Foreword to the Anglican Religious Life Year Book, 2012-13 (8th edition)

by Rt Revd John Pritchard, Bishop of Oxford

Alnmouth Friary; room 15; bliss. That was where I used to go on retreat when I was in the north of England. It was a superb place with its panoramic view of sea, sky and cliff top. Then there was the space, the worship, the acts of grace (a tot of whiskey arriving late one evening, left by a generous guest but surplus to Community requirements). To a weary bishop it was a glimpse of the hospitable heart of God.

Obviously there are many different styles of religious life, but there is only one God calling us irresistibly to transformation. This Year Book celebrates that richness and that potential for renewal.

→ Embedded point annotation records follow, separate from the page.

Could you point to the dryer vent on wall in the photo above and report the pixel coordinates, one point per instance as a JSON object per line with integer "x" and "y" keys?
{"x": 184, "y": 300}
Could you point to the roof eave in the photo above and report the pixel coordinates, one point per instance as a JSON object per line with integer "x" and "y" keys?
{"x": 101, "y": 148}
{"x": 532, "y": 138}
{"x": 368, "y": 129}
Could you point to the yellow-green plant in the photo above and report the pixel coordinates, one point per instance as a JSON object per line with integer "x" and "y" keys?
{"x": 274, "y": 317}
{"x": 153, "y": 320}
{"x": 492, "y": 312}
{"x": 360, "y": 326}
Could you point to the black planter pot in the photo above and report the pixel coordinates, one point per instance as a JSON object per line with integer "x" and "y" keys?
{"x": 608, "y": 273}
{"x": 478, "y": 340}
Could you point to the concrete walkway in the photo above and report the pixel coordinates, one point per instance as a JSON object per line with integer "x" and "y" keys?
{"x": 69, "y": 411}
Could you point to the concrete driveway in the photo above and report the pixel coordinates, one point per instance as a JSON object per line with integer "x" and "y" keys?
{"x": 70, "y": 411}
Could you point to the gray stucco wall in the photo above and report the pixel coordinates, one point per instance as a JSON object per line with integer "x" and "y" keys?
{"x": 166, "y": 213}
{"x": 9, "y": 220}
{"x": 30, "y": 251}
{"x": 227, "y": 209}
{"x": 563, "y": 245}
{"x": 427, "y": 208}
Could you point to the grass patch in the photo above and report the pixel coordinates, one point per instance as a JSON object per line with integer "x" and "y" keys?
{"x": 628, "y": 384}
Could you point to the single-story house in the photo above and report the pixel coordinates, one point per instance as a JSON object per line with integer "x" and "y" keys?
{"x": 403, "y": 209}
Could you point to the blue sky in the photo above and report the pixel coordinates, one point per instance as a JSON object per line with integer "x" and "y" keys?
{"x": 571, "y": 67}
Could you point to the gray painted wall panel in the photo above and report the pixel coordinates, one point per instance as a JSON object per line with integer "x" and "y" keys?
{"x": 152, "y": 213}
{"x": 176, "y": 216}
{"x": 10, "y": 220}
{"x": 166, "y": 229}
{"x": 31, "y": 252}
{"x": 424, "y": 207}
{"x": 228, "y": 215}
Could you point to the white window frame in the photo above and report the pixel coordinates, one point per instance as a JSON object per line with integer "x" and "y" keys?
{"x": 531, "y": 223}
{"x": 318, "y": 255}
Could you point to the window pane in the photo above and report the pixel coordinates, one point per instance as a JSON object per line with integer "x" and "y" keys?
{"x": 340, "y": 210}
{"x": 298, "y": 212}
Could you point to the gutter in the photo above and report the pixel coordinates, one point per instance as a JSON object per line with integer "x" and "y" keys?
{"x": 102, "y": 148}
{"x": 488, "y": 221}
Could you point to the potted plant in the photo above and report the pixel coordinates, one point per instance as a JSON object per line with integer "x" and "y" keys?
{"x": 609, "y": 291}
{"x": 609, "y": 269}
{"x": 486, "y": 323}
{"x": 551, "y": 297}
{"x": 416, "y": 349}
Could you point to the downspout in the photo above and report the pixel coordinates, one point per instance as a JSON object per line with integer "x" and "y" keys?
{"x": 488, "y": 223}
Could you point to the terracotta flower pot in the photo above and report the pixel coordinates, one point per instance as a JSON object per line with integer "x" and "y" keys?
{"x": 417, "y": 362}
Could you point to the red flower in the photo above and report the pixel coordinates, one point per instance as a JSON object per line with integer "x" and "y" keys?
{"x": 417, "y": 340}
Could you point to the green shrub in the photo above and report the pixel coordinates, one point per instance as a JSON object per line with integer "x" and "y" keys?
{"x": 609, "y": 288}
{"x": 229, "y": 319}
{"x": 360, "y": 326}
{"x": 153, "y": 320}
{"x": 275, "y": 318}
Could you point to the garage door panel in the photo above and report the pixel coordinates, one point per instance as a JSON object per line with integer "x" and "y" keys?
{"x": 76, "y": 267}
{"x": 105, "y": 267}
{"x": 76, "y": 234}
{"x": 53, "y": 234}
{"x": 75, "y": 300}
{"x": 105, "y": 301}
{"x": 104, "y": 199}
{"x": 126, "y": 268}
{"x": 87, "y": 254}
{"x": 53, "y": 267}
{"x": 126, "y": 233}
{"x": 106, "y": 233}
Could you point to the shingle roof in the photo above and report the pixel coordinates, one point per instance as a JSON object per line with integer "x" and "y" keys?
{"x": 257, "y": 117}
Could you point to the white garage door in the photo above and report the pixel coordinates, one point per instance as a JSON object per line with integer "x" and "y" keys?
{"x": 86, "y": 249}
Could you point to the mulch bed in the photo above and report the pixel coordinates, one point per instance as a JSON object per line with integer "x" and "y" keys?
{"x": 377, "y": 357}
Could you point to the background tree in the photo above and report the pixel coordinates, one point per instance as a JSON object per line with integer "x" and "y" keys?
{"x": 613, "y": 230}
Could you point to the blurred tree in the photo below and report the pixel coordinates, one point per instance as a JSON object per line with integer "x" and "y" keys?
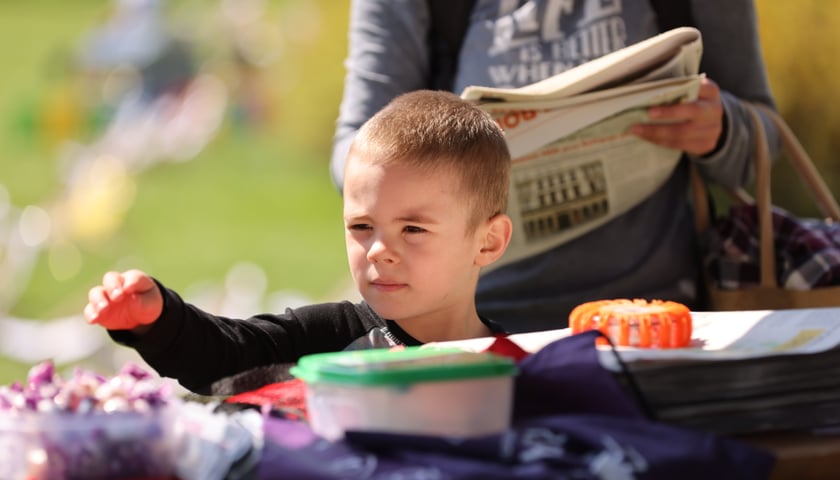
{"x": 801, "y": 43}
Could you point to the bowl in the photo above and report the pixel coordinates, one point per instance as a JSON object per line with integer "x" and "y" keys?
{"x": 416, "y": 390}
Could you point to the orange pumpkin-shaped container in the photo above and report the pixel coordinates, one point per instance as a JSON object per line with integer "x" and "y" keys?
{"x": 635, "y": 323}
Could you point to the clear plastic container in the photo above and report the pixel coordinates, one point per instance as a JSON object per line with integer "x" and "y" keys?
{"x": 94, "y": 445}
{"x": 445, "y": 392}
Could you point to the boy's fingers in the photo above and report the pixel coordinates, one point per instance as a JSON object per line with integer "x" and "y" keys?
{"x": 113, "y": 284}
{"x": 136, "y": 281}
{"x": 97, "y": 301}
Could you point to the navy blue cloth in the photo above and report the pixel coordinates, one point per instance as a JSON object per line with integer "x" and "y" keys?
{"x": 572, "y": 419}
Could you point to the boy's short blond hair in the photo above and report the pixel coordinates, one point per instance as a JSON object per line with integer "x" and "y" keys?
{"x": 438, "y": 131}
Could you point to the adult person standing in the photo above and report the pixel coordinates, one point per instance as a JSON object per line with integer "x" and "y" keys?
{"x": 649, "y": 251}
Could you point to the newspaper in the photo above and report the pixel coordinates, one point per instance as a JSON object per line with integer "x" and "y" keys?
{"x": 741, "y": 335}
{"x": 575, "y": 167}
{"x": 730, "y": 335}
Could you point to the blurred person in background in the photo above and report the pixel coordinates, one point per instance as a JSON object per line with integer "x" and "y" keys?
{"x": 648, "y": 252}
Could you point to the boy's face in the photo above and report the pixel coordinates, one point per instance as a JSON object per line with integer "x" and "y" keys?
{"x": 407, "y": 242}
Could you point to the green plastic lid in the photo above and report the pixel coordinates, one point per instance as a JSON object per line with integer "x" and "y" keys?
{"x": 410, "y": 365}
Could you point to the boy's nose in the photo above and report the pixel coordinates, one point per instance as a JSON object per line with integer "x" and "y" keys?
{"x": 380, "y": 252}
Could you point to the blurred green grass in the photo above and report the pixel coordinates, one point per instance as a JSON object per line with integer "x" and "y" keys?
{"x": 260, "y": 196}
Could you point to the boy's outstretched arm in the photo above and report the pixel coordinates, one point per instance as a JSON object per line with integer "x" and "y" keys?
{"x": 129, "y": 300}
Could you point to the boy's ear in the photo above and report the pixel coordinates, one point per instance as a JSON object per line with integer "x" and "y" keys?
{"x": 496, "y": 239}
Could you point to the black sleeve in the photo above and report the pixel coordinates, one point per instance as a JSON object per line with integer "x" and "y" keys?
{"x": 197, "y": 348}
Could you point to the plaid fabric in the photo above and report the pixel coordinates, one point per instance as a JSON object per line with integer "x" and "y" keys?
{"x": 807, "y": 250}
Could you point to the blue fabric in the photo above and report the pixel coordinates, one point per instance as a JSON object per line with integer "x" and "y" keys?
{"x": 572, "y": 420}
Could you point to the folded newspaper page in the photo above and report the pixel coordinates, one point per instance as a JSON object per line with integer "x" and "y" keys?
{"x": 716, "y": 336}
{"x": 740, "y": 335}
{"x": 575, "y": 167}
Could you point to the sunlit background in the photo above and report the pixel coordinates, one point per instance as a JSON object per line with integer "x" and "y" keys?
{"x": 208, "y": 169}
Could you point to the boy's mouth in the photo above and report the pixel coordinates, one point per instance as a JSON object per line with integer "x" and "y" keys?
{"x": 387, "y": 285}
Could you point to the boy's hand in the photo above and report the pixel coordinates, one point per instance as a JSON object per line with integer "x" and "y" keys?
{"x": 693, "y": 127}
{"x": 125, "y": 301}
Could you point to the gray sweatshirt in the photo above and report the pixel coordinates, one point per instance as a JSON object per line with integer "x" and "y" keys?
{"x": 650, "y": 251}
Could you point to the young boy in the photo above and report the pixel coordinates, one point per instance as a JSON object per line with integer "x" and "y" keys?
{"x": 425, "y": 192}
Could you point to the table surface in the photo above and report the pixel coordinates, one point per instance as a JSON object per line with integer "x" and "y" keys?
{"x": 801, "y": 455}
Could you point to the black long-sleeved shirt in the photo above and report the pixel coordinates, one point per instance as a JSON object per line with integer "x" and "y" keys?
{"x": 198, "y": 348}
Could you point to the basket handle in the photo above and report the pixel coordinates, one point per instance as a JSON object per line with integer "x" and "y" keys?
{"x": 821, "y": 194}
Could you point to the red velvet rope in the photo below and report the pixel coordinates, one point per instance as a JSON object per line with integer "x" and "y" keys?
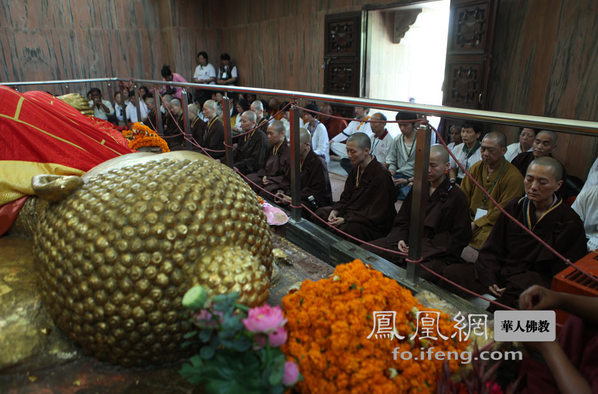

Moreover, our Religious Communities act as reminders of the depth and complexity of faith. In an age of ‘coin-operated’ religion where ‘outcomes’ are valued more highly than wisdom, our Communities are signs of contradiction in a self-absorbed (not to say self-opinionated) culture. Their counter-cultural life demands of their brothers and sisters self-knowledge, discipline and clarity of purpose if they are to sustain their trajectory towards God.

The rest of us need not only their constant intercession but also their desire to return the loving gaze of God. In this they model the purpose of creation, which is precisely to live and flourish in that gaze of divine Love. No wonder we need our Religious Communities: they go before us as spiritual adventurers.

From the vantage point of a place on the Advisory Group on the Relations of Bishops and Religious Communities, and being a Visitor to a number of those Communities, I particularly welcome the explorations going on between traditional Religious Communities with all their accumulated experience and wisdom, and the new religious communities which are springing up energetically and looking for guidance. Most of these new communities are not sufficiently mature yet to find a place in the Year Book, but they are bubbling up just below the surface. God is always at work renewing his Church: we are simply called to ‘catch the wave’ of the Spirit and hang to our surf-board!

What is never negotiable, however, is the primary vocation of Religious Communities to live in the gaze of God and to experience for and with the rest of us the blistering caress of God’s love.

How lost we would be without you. Thank you for staying close to the fire.